Dans le drôle de courrier du cœur que ne manque jamais de recevoir un correspondant étranger en Israël, il y a un poncif accusateur qui revient inévitablement. Celui de l’expat mondain et hypocrite, qui enchaîne les articles déconnectés de la réalité sur ce bout de terre si compliqué sans jamais quitter sa table en terrasse à Tel-Aviv, «sirotant» des cocktails et se «gavant» de falafels – c’est toujours «siroter» et «gaver», tel un dandy ogresque, faisant dégouliner la sauce sésame sur son clavier et son exemplaire d’Haaretz.

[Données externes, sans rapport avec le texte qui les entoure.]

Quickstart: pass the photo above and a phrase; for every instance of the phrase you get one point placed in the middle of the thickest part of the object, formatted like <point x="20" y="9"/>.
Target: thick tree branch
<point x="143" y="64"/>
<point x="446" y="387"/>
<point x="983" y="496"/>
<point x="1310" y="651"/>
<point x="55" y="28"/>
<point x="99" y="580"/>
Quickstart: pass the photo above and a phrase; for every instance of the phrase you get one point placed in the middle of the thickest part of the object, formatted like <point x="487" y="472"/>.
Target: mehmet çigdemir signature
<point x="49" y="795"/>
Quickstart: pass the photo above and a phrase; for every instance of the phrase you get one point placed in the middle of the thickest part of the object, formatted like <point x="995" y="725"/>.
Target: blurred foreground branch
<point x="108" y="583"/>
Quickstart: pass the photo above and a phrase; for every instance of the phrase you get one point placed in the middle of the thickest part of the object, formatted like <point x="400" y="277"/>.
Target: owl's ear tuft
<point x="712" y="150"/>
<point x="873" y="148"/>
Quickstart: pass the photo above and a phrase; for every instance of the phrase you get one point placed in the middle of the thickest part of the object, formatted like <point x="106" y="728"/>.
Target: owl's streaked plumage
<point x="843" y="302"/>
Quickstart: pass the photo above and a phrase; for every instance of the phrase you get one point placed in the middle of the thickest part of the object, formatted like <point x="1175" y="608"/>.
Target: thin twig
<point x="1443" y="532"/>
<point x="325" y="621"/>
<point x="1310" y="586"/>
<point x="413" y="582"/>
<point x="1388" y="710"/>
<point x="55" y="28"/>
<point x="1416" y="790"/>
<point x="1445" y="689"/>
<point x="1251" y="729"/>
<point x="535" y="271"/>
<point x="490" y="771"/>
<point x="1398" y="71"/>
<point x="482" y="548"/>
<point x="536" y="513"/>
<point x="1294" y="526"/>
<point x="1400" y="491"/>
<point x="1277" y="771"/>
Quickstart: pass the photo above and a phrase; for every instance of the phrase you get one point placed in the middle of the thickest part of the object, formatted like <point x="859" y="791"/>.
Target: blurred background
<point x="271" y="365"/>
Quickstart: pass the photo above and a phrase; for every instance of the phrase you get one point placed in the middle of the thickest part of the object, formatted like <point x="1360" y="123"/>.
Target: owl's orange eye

Sur le plan culinaire, on n'a rien contre le pois chiche ni l'alcool, bien au contraire, même si l'on est plus aubergine et arak, peu porté sur les concoctions snobinardes. Mais pour les besoins de cette chronique et de nos reportages, ce sont des litres de kawa et de chaï qu'on a ingurgités, enfoncé dans les profonds canapés des rutilants foyers palestiniens, et quelques schnitzels tièdes dans les réfectoires des kibboutz. Sans compter les inénarrables «sandwiches-chakchouka» des stations-service, carburant autant au sans-plomb qu'à l'huile d'olive, dans un territoire confetti changeant tous les dix kilomètres et dont on peut joindre les extrémités en une grosse journée de route (à condition d'être suffisamment caféiné, on y revient). D'ailleurs, question conduite, l'Israélien est schizophrène : il conduit comme un pilote de Nascar sous coke mais traverse au passage piéton comme un retraité allemand. Allez comprendre.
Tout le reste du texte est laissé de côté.